The average treatment effect among the evenly matched (ATM) is a relatively new estimate developed specifically for propensity score weighting but is closely related to what is estimated when conducting one-to-one matching. Unlike ATT and ATC where not all observations are weighted equally, for the calculation of ATM all observations included in the estimation have equal weight. As depicted in Figure 1.22 there are control observations with small propensity scores that are not used and treatment observations with large propensity scores that are not used (represented by the grey bars). This closely mimics what occurs in one-to-one matching. In one-to-one matching any observation can be used only once and can only be matched to one observation of the other group. Hence, it tends to work out that only observations near the mean of the propensity score range are included. See Li and Greene (2013), McGowan (2018), and Samuels (2017) for more details.

\[\begin{equation} \begin{aligned} ATM_d = E(Y_1 - Y_0 | M_d = 1) \end{aligned} \tag{1.11} \end{equation}\]
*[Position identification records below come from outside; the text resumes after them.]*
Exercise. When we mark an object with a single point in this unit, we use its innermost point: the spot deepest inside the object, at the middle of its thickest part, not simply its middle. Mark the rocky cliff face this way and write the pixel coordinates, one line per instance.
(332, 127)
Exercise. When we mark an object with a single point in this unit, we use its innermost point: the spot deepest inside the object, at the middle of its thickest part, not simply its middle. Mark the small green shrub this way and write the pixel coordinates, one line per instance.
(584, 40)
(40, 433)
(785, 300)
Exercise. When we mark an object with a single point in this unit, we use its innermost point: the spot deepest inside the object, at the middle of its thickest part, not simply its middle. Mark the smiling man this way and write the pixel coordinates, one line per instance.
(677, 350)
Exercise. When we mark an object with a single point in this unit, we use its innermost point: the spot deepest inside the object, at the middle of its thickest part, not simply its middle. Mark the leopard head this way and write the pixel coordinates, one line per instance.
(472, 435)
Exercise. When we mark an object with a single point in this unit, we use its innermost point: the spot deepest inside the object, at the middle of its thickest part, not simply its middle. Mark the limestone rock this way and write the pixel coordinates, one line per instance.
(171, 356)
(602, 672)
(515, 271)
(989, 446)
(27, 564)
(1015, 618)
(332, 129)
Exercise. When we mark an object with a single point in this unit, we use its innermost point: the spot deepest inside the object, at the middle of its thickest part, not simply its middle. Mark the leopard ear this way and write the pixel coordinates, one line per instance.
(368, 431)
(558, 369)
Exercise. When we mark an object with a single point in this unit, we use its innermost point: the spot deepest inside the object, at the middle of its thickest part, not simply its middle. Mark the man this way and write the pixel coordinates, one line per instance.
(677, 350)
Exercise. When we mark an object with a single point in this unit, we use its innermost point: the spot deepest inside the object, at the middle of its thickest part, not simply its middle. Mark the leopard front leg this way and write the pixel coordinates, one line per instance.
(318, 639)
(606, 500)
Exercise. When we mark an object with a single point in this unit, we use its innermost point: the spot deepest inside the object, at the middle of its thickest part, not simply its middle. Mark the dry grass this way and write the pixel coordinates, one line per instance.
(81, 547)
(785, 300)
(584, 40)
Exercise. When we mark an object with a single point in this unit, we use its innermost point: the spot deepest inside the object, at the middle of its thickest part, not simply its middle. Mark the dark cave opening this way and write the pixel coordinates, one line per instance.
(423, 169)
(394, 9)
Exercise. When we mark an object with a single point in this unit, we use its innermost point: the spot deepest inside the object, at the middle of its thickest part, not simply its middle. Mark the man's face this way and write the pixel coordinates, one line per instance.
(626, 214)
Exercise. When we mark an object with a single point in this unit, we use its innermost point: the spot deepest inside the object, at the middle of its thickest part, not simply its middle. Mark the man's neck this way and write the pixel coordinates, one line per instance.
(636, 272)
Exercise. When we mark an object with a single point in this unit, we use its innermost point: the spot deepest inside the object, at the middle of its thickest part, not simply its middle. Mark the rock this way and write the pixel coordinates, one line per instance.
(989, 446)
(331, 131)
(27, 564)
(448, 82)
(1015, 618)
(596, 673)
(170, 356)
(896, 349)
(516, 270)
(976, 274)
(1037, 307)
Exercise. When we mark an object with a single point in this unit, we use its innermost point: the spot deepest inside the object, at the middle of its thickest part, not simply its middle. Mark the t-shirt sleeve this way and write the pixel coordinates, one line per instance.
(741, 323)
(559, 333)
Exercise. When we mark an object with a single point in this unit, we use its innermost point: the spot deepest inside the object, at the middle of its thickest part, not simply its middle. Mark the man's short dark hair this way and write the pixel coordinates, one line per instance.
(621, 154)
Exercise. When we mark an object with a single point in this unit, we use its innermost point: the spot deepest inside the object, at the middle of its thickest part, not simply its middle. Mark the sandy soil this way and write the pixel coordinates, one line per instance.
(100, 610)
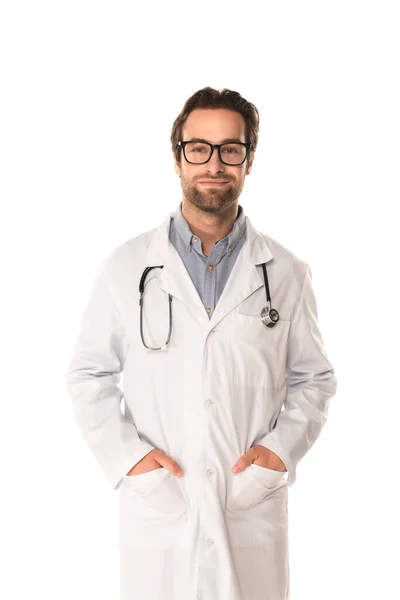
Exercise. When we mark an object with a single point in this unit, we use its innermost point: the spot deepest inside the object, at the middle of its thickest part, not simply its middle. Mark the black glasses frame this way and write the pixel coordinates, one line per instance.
(219, 146)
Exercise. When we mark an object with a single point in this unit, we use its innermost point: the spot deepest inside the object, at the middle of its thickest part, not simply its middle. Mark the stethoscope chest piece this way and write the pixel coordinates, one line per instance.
(269, 316)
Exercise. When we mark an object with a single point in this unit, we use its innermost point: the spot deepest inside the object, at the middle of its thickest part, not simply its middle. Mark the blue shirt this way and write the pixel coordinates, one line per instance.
(208, 273)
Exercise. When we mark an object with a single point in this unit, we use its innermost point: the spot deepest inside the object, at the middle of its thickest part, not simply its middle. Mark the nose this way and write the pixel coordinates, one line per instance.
(214, 165)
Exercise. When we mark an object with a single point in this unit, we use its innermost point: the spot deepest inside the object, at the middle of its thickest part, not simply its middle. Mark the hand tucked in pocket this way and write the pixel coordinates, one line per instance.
(262, 456)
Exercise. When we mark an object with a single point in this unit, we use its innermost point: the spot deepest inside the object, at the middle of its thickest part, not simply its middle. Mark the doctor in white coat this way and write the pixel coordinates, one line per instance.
(224, 366)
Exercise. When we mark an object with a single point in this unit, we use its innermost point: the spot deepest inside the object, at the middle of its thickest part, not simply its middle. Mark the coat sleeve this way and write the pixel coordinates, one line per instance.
(311, 382)
(92, 379)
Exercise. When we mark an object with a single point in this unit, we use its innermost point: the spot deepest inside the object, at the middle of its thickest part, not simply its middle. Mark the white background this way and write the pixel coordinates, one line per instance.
(85, 87)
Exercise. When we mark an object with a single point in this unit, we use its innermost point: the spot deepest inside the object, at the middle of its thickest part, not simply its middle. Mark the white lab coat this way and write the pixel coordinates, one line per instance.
(217, 391)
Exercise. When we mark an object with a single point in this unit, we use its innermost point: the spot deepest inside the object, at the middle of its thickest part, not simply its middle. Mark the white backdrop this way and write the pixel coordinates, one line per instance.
(85, 87)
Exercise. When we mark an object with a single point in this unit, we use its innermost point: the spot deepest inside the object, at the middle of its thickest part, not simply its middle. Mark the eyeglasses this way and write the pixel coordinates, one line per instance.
(232, 153)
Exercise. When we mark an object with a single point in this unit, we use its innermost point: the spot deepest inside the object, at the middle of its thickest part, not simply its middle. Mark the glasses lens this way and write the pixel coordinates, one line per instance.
(199, 152)
(233, 154)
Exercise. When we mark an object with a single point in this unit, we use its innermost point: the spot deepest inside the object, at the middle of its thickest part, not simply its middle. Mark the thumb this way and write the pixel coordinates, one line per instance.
(167, 462)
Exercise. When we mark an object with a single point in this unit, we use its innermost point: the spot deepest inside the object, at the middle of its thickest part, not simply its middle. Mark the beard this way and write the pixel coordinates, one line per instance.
(211, 199)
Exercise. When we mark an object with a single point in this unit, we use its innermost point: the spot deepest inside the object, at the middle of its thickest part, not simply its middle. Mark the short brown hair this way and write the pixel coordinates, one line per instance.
(211, 98)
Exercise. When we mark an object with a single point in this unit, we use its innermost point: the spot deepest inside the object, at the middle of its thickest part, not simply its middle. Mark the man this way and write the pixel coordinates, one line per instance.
(220, 404)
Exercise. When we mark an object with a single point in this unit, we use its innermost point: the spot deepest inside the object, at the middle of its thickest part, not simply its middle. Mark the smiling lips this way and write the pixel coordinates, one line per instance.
(214, 182)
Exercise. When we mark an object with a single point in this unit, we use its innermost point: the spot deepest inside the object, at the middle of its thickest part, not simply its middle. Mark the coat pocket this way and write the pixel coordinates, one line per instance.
(153, 495)
(253, 486)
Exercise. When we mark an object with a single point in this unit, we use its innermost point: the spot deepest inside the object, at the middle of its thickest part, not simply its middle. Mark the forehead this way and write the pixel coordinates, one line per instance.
(214, 125)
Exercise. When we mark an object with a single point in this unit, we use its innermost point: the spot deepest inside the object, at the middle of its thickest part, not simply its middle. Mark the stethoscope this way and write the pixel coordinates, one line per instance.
(269, 316)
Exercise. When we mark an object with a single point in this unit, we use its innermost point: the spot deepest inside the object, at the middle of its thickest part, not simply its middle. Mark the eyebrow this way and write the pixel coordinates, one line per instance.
(228, 140)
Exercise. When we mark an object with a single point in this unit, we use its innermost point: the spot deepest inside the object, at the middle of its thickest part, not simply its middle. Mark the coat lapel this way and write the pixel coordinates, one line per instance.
(174, 278)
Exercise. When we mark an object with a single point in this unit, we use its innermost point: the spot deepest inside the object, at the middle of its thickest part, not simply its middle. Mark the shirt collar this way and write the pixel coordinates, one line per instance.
(230, 240)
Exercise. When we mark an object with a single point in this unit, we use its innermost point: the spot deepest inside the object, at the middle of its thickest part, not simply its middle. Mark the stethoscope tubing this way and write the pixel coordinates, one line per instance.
(269, 316)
Figure 1.22: Histogram of average treatment effect among the evenly matched

1.3.3 Phase III: Sensitivity Analysis

The final phase of propensity score analysis is to evaluate the robustness of causal estimates. We will discuss two approaches to test the robustness: sensitivity analysis (covered in detail in chapter 5) and bootstrapping (covered in detail in chapter 6). Sensitivity analysis is a procedure where the results are tested under increasing factors of an unmeasured confounder in changing the randomization process. That is, it tests how much another variable would have change the prediction of treatment to result in non rejecting the null hypothesis.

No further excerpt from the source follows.